De bestreden beslissing is voor het overige niet aangevochten, zodat de beslissing voor het overige overeind blijft.
De rechtbank acht termen aanwezig om verweerder te veroordelen in de kosten, die eiser in verband met de behandeling van het beroep bij de rechtbank redelijkerwijs heeft moeten maken. Het bedrag van de kosten van de door een derde beroepsmatig verleende rechtsbij-stand wordt daarbij vastgesteld overeenkomstig het tarief, als bedoeld in artikel 2, eerste lid, onder a, van het Besluit proceskosten bestuursrecht (Bpb).
De rechtbank kent ter zake twee punten met elk een waarde van € 322,-- toe voor de indie-ning van het beroepschrift en de verschijning ter zitting en bepaalt het gewicht van de zaak, gelet op de aard en de inhoud van het geschil, op gemiddeld (wegingsfactor 1). Het te ver-goeden bedrag voor verleende rechtsbijstand bedraagt derhalve € 644,--.

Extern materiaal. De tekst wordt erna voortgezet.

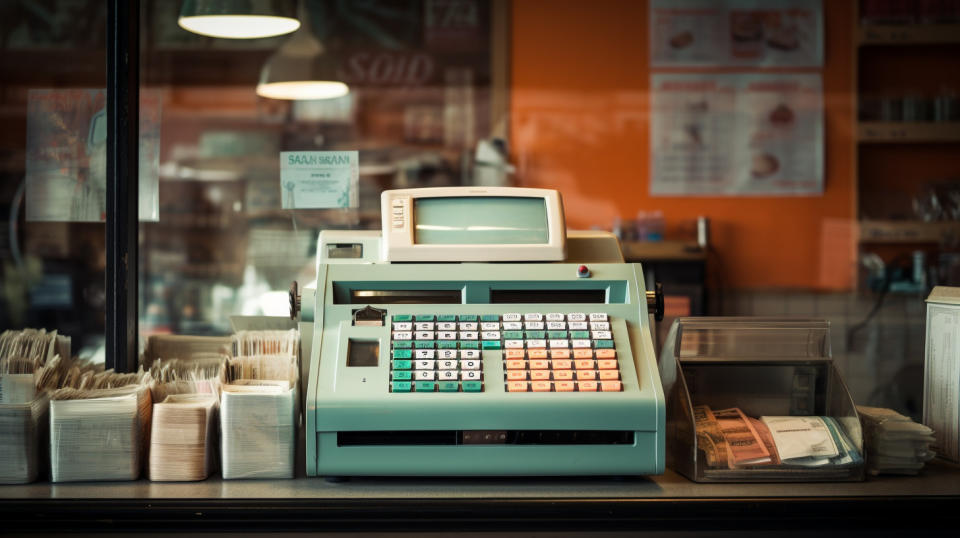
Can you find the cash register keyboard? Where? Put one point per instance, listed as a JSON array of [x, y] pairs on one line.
[[551, 352]]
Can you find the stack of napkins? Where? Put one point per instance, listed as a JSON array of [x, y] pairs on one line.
[[183, 438], [98, 434], [22, 429], [258, 422], [894, 443]]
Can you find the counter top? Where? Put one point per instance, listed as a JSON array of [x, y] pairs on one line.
[[669, 502]]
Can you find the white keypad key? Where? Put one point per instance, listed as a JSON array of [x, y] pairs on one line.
[[424, 375], [470, 375], [423, 364], [448, 375]]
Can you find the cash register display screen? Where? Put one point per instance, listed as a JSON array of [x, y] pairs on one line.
[[481, 220]]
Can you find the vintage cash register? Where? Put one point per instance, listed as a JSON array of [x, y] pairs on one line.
[[474, 335]]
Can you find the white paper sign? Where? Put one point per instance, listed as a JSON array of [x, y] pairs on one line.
[[736, 134], [736, 33], [320, 179]]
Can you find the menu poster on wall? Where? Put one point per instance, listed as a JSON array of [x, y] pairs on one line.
[[736, 134], [762, 33]]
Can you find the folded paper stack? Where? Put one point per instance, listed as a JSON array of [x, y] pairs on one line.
[[183, 437]]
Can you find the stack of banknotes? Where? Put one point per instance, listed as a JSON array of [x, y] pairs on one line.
[[894, 443]]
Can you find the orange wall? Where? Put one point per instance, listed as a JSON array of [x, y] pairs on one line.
[[579, 123]]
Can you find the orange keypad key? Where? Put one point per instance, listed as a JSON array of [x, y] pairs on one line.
[[606, 353], [565, 375], [540, 375], [563, 386], [584, 364], [583, 353], [516, 375], [539, 364], [541, 386], [611, 386], [587, 386], [517, 386], [609, 375]]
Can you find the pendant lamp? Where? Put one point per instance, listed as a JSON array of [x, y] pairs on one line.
[[239, 19], [300, 69]]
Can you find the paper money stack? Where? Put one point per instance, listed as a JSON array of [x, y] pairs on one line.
[[894, 443], [98, 434], [22, 432], [183, 437], [259, 427]]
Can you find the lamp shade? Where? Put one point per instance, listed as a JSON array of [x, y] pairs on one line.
[[239, 19], [300, 70]]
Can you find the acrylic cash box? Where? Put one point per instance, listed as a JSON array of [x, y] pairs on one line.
[[757, 400]]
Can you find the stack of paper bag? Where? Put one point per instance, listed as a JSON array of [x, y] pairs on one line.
[[183, 439], [98, 434], [258, 423], [894, 443], [22, 433]]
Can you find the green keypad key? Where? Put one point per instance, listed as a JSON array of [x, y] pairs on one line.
[[449, 386], [472, 386], [400, 386], [426, 386]]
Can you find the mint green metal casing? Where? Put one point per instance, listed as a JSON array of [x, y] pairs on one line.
[[343, 399]]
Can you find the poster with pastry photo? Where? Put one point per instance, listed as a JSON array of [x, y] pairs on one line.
[[759, 33], [736, 134]]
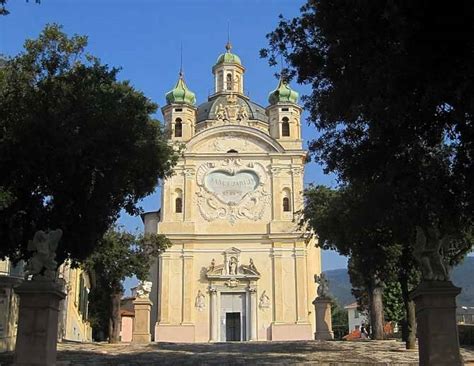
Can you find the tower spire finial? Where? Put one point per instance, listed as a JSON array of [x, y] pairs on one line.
[[181, 62], [228, 46]]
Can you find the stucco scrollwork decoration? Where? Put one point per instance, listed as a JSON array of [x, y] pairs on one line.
[[234, 111], [232, 190], [231, 270]]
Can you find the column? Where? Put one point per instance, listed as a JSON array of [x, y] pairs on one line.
[[38, 322], [301, 296], [214, 314], [276, 193], [187, 289], [253, 313], [438, 342], [164, 293], [322, 306], [189, 173], [141, 323], [277, 288]]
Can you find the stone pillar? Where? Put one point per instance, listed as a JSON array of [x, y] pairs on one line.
[[214, 315], [253, 313], [438, 341], [188, 289], [141, 323], [301, 295], [38, 322], [322, 307]]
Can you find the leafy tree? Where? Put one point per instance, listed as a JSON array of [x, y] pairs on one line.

Het bedrag van de reiskosten van eiser wegens zijn verschijning ter zitting wordt overeenkomstig het bepaalde in artikel 2, eerste lid, onder c, van het Bpb en artikel 11, eerste lid, onderdeel c, van het Besluit tarieven in strafzaken 2003 door de rechtbank vastgesteld op € 12,86 zijnde de reiskosten per openbaar middel van vervoer, laagste klasse.
Op grond van de artikelen 8:70, 8:72, 8:74 en 8:75 van de Awb wordt als volgt beslist.

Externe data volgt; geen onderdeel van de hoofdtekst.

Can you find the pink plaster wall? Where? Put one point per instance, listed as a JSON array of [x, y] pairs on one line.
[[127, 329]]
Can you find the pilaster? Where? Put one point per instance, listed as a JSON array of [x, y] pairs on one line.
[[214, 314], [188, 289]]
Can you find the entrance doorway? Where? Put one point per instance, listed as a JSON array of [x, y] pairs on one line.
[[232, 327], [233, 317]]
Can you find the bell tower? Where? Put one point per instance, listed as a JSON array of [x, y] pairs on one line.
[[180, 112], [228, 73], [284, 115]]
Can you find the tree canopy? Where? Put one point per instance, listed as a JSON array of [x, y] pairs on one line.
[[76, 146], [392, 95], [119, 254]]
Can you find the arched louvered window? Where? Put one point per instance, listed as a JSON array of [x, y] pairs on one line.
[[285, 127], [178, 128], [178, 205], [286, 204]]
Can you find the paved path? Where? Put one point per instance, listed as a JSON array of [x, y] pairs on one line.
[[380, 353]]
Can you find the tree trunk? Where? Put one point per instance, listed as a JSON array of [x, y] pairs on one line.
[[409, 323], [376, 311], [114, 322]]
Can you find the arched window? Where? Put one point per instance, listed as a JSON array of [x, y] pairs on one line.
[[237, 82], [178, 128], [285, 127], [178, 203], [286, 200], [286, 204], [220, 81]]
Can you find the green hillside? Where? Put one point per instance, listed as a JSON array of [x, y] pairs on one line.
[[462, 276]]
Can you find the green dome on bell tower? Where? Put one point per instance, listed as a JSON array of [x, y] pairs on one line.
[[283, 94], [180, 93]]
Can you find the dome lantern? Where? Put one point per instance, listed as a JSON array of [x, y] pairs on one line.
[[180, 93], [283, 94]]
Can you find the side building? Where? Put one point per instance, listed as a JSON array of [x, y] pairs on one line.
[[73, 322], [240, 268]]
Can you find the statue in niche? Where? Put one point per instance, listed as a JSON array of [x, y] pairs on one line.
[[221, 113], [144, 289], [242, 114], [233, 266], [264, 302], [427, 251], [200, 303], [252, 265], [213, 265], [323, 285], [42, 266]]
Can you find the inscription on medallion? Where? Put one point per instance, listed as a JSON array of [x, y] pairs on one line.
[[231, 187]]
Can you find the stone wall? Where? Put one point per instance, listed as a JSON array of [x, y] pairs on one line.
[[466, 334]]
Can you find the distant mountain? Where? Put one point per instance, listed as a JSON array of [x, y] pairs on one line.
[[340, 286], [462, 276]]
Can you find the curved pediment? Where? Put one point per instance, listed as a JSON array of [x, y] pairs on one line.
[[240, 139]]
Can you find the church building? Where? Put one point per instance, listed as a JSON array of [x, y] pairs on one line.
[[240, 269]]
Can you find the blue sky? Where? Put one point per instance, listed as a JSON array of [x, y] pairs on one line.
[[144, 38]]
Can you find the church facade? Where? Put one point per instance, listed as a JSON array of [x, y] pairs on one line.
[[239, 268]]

1. verklaart het beroep gegrond voor zover eiser is ontvangen in zijn bezwaren gericht tegen de afwijzing van zijn verzoek om schadevergoeding verband houdende met de werkgeversverklaring en vernietigt het bestreden besluit in zoverre;
2. bepaalt dat deze uitspraak in de plaats treedt van het deels vernietigde besluit en verklaart in verband daarmee het bezwaar op dit punt alsnog niet-ontvankelijk;
3. bepaalt dat aan eiser het door hem betaalde griffierecht ten bedrage van € 138,00 wordt vergoed door het Ministerie van Defensie;
4. veroordeelt verweerder in de kosten van de beroepsprocedure bij de rechtbank, aan de zijde van eiser begroot op € 656,86 (waarvan wegens de kosten van rechtsbijstand € 644,00), te vergoeden door het Ministerie van Defensie aan eiser.

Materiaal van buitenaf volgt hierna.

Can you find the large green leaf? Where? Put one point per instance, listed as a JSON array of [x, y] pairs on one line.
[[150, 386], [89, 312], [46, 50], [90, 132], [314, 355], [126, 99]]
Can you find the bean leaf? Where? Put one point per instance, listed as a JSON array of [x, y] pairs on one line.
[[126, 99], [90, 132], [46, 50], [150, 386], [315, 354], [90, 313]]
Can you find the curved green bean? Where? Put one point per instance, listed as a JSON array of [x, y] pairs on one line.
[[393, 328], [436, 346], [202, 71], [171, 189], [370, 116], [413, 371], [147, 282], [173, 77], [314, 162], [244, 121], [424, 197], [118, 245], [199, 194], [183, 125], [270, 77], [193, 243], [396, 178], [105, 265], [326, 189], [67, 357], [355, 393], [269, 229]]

Aldus gedaan door mr. J.F.W. Huinen, voorzitter, en mrs. R.E. Bakker en M.A.H. Span-Henkens, rechters, in tegenwoordigheid van mr. I.H.J. van Neer als griffier en in het openbaar uitgesproken op 24 juli 2006
door mr. Huinen voornoemd in tegenwoordigheid van voornoemde griffier.
w.g. I. van Neer w.g. J. Huinen
Voor eensluidend afschrift,
de griffier,
Voor een belanghebbende en het bestuursorgaan staat tegen deze uitspraak het rechtsmiddel hoger beroep open bij de Centrale Raad van Beroep, Postbus 16002, 3500 DA Utrecht.
De termijn voor het instellen van het hoger beroep bedraagt zes weken na de datum van verzending van deze uitspraak.
Bij een spoedeisend belang bestaat voor een belanghebbende en het bestuursorgaan, nadat hoger beroep is ingesteld, tevens de mogelijkheid om de voorzieningenrechter van de Centrale Raad van Beroep te verzoeken een voorlopige voorziening te treffen, als bedoeld in artikel 8:81 van de Algemene wet bestuursrecht.